Issue Detection and Category Classification in Domain-Specific Technical Logbooks
Proceedings of the Fifteenth Language Resources and Evaluation Conference (LREC 2026)
Abstract
Operating large-scale research infrastructures such as free-electron lasers produces vast amounts of operator-authored documentation that records daily observations, anomalies, and maintenance actions. These logbooks and incident reports contain valuable operational knowledge but often remain underexplored due to their unstructured, domain-specific language. While large language models (LLMs) show strong generalization in general domains, their effectiveness on such technical operator text has, to the best of our knowledge, not been systematically assessed.

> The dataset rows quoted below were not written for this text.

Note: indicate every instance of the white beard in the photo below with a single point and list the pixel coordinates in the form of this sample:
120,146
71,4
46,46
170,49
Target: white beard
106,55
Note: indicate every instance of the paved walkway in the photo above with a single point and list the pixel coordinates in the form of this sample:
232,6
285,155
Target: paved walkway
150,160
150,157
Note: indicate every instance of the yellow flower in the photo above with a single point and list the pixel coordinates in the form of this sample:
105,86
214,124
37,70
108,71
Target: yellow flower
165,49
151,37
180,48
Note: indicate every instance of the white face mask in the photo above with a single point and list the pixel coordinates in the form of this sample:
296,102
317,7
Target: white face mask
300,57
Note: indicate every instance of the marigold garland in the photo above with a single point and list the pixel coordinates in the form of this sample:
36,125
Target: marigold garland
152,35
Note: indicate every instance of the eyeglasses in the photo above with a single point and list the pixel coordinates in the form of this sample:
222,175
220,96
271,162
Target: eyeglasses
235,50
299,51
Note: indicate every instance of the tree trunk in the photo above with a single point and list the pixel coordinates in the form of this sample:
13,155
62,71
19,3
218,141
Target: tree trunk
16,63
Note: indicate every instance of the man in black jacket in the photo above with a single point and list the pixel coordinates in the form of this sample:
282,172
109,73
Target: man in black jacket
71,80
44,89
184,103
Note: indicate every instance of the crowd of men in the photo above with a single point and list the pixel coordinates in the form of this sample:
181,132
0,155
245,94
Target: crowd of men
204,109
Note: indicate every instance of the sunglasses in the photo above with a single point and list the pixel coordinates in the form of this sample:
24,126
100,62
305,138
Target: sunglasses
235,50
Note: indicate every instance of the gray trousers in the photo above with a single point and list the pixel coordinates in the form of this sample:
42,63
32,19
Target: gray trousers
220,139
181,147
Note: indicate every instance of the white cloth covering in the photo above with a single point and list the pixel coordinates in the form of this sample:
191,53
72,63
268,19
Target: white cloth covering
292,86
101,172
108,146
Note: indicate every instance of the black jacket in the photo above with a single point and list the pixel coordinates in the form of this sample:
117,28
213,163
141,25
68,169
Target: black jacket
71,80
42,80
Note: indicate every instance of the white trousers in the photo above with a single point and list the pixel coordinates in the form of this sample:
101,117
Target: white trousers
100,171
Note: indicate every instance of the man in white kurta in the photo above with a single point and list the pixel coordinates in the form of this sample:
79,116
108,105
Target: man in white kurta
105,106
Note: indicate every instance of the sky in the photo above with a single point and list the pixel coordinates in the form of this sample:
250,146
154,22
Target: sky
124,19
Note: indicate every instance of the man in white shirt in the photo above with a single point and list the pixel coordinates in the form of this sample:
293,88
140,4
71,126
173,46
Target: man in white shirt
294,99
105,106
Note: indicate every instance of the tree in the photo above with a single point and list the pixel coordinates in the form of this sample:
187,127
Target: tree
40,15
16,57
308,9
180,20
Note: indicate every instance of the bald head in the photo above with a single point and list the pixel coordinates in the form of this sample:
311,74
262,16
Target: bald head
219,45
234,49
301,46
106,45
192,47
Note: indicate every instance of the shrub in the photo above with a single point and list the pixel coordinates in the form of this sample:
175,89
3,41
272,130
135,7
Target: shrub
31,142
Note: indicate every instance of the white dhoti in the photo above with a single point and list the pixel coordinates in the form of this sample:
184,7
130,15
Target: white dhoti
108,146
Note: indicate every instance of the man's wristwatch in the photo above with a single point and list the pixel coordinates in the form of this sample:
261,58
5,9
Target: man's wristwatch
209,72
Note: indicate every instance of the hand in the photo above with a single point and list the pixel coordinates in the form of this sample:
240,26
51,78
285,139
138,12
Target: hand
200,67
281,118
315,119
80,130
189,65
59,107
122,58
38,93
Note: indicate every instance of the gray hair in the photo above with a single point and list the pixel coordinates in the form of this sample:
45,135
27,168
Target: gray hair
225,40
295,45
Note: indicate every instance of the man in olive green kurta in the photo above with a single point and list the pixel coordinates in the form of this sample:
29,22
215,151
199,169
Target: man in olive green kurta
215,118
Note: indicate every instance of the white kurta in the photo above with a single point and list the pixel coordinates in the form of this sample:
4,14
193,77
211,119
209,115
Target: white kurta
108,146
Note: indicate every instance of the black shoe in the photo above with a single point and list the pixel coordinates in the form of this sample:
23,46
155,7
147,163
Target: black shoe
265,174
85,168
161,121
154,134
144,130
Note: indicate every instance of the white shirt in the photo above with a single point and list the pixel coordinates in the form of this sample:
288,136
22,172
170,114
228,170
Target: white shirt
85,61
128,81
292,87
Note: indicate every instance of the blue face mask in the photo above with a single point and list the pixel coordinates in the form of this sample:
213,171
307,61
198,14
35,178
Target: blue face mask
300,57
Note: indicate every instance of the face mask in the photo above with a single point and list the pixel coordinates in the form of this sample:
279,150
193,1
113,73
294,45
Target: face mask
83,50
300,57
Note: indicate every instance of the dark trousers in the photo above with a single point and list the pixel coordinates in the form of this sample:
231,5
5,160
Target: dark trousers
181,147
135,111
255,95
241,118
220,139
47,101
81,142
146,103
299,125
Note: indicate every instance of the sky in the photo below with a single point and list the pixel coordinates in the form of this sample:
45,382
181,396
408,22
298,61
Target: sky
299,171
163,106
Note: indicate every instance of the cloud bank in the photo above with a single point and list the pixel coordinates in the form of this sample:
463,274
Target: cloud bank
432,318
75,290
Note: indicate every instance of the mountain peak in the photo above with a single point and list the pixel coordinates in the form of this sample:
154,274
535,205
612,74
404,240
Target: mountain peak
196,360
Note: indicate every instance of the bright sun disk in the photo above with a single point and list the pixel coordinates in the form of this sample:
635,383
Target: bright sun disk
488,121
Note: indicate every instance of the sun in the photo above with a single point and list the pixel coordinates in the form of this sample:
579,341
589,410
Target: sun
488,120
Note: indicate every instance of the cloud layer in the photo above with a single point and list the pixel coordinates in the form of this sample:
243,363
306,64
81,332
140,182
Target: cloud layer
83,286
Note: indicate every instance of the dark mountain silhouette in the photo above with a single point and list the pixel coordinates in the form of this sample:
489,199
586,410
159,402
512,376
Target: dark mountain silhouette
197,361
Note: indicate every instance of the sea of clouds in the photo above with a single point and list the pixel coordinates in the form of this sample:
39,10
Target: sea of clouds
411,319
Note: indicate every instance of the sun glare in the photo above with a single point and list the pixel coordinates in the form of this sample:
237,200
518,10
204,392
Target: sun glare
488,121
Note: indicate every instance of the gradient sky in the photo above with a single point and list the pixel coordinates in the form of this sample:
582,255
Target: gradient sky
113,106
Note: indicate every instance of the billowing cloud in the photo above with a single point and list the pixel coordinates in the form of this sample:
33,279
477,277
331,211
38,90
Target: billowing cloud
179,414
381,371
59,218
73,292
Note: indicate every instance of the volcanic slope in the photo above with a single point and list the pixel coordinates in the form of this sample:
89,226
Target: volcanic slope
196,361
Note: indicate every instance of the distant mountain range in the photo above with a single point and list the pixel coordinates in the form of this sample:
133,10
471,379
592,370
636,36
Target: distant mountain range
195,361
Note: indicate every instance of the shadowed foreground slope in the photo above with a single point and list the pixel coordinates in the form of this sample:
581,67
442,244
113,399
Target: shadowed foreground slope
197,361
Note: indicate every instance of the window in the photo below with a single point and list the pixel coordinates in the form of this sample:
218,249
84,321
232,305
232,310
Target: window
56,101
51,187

We introduce two new English datasets from real-world laser operations: (i) a logbook dataset annotated for binary issue detection (does an entry describe or report an actionable fault?), and (ii) an operator ticket dataset annotated for multi-class issue categorization assign each ticket to one of 13 technical categories). The corpora comprise 2,979 logbook entries and 758 tickets from 2022–2024; both are cleaned, anonymized, and suitable for benchmarking classification performance. We evaluate four open LLMs (LLaMA-3, Mistral-Small, Qwen-3-30B, GPT-OSS-120B) under zero-shot, few-shot, and chain-of-thought (CoT) prompting, using multiple semantically equivalent prompt variants per setting to assess robustness. Across both tasks, few-shot prompting is consistently strongest, with top systems reaching F1 approx 0.84 for logbook issue detection and Macro-F1 0.42 for operator ticket categorization. These results suggest that incorporating a handful of in-domain examples can substantially improve performance on operator-authored technical text, even without fine-tuning.